Thales.Santos 16/01/2024
"Um brinde a Cuba, por favor, um brinde a Cuba..."
Peguei esse livro aleatoriamente em um "pegue aqui" da biblioteca central do Gragoatá da UFF. Vi o título e curti, nem reparei que era um autor angolano. Alguns meses depois, acabei pegando um livro "Os da Minha Rua", dessa vez o motivo foi o fato de eu ter gostado da capa. Quando fui arrumar minha prateleira não apenas descobri que eu tinha dois livros do mesmo autor como também ele era angolano. Desde então, me iniciei na literatura angolana com Agualusa e agora com Ondjaki.

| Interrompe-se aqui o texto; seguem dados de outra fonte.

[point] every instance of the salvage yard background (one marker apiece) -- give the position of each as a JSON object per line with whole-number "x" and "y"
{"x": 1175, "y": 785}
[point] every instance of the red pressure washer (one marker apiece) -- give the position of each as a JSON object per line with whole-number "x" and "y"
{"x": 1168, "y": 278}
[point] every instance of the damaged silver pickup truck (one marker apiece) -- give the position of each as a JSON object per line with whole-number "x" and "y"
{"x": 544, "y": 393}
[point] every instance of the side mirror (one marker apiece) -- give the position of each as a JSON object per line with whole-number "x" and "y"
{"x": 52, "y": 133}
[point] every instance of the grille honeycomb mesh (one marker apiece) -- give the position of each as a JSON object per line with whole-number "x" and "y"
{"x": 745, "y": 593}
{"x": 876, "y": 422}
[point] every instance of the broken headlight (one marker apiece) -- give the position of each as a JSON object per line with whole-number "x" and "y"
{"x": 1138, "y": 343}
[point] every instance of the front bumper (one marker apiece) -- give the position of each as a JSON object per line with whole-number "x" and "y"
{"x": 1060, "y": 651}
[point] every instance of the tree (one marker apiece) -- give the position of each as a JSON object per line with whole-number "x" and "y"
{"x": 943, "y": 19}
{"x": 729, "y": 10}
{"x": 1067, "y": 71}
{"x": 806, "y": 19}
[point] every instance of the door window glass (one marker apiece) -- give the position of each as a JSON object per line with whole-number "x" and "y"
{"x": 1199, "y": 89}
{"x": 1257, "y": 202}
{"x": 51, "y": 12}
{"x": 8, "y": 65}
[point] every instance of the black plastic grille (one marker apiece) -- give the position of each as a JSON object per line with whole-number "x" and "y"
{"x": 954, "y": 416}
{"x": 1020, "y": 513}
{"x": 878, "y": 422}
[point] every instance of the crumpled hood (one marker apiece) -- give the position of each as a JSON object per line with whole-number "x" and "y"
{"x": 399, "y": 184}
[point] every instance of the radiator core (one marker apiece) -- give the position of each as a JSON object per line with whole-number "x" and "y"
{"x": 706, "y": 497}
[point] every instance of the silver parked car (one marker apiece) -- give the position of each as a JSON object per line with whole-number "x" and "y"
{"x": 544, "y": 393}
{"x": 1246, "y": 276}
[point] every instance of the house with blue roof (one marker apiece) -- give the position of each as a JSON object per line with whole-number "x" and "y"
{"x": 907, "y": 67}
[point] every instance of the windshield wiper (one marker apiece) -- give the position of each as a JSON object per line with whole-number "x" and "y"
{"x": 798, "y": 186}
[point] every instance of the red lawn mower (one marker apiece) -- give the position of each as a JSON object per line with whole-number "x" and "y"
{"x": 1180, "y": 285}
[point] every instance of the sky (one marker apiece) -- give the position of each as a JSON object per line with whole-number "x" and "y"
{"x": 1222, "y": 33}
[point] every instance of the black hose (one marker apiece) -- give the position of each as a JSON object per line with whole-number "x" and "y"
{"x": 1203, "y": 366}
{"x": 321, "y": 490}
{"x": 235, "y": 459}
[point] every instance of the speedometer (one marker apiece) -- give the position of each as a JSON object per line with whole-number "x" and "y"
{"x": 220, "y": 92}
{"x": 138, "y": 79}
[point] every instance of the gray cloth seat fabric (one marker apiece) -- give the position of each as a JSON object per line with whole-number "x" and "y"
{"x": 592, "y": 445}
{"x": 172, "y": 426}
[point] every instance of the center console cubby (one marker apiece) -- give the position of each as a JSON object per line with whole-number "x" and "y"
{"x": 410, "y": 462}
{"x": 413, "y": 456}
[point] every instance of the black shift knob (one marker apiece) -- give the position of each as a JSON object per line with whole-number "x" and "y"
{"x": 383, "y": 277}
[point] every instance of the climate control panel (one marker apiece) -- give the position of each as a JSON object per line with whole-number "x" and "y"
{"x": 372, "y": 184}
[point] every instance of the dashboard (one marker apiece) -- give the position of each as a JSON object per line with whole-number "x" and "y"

Para quem leu "Os da Minha Rua" vai sentir uma certa familiaridade com a leitura, tanto pelo jeito que é estruturado- cotidiano de uma Luanda pós-independência contado através de uma visão de uma criança proveniente de uma classe média, que vai nos relatando certas realidades de uma jovem nação se estruturando e criando sua identidade cultural após uma guerra pela sua independência e, posteriormente, uma guerra civil-, quanto pelo tom lúdico que permeia toda a obra.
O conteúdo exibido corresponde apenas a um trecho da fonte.